A atriz, roteirista, codiretora e produtora da série I may destroy you, Michaela Coel, incitou os colegas escritores, na cerimônia de premiação do Emmy 2021, a escreverem sobre as coisas mais doloridas que emergem de seus silêncios, se referindo ao que ela mesma fez em seu trabalho primoroso com o recorte da intricada sexualidade humana, na cosmopolita e diversa Londres, tendo o racismo estrutural como importante pano de fundo.  

Moderna, corajosa e nem um pouco preocupada com cafonices,  falso moralismo ou com a hipocrisia reinante no que tange as diferentes manifestações do prazer sexual, independente do gênero, I may destroy you deixa evidente a fronteira que distingue o sexo como doença do sexo como expressão individual, como traço de uma saudável personalidade, ainda que em construção, a exemplo do que se vê com os três amigos que formam o núcleo principal. 

A história vai ainda mais longe, ao mostrar o quanto todos (incluindo o espectador) podemos nos tornar presas fáceis dos nossos próprios desejos e dos desejos dos outros se não compreendermos seu alto poder de destruição. Talvez por isso, na abertura da série, o título I may destroy you entre na tela como se estivesse sendo digitado naquele exato instante, com o significativo detalhe da correção que grifa e apaga a palavra “you”. Ou seja, mesmo não sendo mulher ou gay negros, fique esperto. Isso aqui tem a ver com você. Por quê? 

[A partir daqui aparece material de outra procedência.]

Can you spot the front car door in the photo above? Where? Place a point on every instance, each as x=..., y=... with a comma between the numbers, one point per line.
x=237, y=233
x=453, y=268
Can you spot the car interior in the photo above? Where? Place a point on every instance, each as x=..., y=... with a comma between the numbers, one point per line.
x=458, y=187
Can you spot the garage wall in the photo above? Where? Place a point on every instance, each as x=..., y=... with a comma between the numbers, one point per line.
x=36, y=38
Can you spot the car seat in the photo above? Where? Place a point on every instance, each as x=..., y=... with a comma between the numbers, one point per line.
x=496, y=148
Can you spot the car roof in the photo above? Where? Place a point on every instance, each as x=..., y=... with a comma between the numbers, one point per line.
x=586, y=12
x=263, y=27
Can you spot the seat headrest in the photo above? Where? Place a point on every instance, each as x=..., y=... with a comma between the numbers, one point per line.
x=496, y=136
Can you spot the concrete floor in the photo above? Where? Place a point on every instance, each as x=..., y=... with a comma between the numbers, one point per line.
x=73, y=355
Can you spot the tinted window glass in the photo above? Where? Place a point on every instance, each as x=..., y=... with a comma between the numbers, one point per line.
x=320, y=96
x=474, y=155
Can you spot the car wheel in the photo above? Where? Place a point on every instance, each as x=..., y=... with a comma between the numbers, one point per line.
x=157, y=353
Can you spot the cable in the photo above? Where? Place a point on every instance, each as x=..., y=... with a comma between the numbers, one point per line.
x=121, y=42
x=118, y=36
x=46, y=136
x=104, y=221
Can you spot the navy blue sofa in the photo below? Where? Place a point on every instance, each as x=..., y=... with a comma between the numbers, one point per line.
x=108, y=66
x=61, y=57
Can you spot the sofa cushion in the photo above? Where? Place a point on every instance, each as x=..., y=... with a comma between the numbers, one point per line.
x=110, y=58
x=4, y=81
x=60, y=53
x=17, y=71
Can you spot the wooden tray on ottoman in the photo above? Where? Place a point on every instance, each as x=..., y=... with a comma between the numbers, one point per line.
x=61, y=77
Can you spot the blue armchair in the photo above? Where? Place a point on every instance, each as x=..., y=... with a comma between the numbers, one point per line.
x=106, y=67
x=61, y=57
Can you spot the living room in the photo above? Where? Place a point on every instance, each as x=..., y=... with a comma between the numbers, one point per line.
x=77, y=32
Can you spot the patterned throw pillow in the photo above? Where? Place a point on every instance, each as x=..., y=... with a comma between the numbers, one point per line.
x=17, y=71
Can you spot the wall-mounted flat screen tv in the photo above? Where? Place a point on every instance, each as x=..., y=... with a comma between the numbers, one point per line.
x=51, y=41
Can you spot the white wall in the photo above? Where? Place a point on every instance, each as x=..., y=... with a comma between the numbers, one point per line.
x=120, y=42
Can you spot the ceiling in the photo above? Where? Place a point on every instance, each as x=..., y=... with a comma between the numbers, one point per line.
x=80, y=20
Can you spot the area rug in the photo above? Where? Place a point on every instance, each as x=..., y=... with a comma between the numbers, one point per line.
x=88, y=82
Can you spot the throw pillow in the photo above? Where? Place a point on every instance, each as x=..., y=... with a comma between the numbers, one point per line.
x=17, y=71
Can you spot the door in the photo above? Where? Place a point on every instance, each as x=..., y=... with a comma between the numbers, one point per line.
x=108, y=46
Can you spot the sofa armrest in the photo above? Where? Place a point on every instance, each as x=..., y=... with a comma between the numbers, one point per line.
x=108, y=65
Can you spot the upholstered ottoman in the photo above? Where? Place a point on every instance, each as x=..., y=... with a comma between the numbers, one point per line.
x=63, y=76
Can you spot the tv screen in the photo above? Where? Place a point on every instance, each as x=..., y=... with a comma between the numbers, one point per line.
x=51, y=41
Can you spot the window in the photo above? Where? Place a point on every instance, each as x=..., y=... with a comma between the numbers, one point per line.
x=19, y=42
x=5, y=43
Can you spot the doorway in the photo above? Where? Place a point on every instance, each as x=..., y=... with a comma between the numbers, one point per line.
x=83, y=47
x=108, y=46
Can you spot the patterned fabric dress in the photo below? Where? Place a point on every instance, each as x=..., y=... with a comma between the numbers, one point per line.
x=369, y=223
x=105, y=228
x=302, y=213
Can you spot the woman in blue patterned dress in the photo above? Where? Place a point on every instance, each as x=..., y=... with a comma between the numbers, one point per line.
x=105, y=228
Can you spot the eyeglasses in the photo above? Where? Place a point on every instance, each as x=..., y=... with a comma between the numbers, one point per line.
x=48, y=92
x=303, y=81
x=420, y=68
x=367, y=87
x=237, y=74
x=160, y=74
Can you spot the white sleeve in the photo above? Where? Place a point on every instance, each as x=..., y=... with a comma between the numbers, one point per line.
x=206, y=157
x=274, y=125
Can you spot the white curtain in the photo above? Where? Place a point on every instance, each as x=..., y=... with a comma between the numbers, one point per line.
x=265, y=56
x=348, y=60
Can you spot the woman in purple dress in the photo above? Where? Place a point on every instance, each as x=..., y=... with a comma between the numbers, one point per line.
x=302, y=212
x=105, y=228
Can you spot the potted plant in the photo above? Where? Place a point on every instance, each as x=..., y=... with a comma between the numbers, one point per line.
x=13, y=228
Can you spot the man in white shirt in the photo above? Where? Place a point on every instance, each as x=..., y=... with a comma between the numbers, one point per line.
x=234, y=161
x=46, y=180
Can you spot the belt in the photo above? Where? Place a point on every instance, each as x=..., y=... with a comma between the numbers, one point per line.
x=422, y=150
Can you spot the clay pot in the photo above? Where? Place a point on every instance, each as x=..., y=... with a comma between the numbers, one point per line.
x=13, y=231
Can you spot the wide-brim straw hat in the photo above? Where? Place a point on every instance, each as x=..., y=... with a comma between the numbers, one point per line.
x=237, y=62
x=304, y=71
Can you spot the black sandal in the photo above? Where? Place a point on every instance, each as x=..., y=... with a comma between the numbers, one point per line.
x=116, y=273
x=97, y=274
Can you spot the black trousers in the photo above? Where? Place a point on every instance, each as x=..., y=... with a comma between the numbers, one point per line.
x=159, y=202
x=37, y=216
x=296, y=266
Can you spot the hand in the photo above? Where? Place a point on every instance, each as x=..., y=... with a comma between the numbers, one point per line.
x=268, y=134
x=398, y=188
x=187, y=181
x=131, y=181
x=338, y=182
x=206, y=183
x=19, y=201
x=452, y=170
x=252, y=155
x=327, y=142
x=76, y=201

Não deveria ser novidade para ninguém que sexo é uma brincadeira de adultos e, quando estes adultos estão em comum acordo sobre as práticas com as quais vão apresentar sua legítima forma de se expressar entre quatro paredes (sim, o modo como você faz sexo entrega muito sobre quem você também é) - às favas com a hipocrisia -, vale tudo. Quando as regras do jogo são aceitas entre os brincantes, o lance flui sem pecado e sem juízo, seja em relações hétero, homoafetivas, trisal ou poliamor. 

Em tese, tudo seria bastante simples. Combinadas as leis, vamos para o jogo, certo? Nem tanto. A questão é que sexo também é manifestação de poder, de dominação, de quem fica por cima, de quem fica por baixo, de quem fica de quatro. Não é por menos que usamos comumente expressões, como comer, devorar, “destruir”, acabar com você e outras tantas, para que não restem dúvidas sobre quem é o dono ou a dona da brincadeira. Dependendo da posição, inclusive, é possível trair ou ser traído em relação aos acordos preestabelecidos. 

Pois é exatamente aí, que o delicioso vai-e-vem de adultos vira palco para a manifestação de comportamentos e personalidades bem doentias, agravada por práticas inescrupulosas que ganham cada dia novos adeptos, como o ato pervertido de gravar e fotografar o corpo do outro, para expor na Internet sem consentimento, ou ainda para obter algum favorecimento financeiro com as imagens.   

Em pleno século XXI, com o orgasmo feminino ainda considerado tabu, não é de se espantar que homens se sintam no direito de objetificar o corpo da mulher (a carne preta é ainda mais barata no mercado), por acreditarem que ele exista unicamente para lhes satisfazer como e quando bem quiserem. Sob este aspecto, a recusa feminina ao sexo é inadmissível. Por isso, “batizar a bebida” com o “Boa noite, Cinderela” é um meio aceitável de resolver a questão. A mulher que cuide de seu copo, porque seu corpo tem dono. Haja paciência! 

Essa realidade está devidamente escancarada em I may destroy you com a cena do estupro da personagem principal que desencadeia todo o restante da trama. É também por outro episódio de abuso sexual que se identifica como a rede de proteção institucional às mulheres ainda é bem mais acolhedora (mesmo que não chegue a lugar algum no tocante à punição dos culpados) que a oferecida aos homossexuais, vítimas de igual estratégia de dominação. 

Fato é que os traumas e as consequências de relações sexuais não consentidas, frutos de uma visão doentia sobre o próprio prazer, ou ainda de uma miopia social que transforma o corpo do outro em objeto de satisfação pessoal, são feridas de difícil cicatrização que tendem a gerar ainda mais abusos e violências. Vencer a dor, provocada em um momento que deveria ser de alegria, fantasia e de contentamento entre personalidades dispostas a se revelarem pelo corpo, é possível, como mostra a série de 12 episódios. O problema é que o percurso rouba precioso tempo de vida que jamais poderá ser resgatado. Nem fodendo.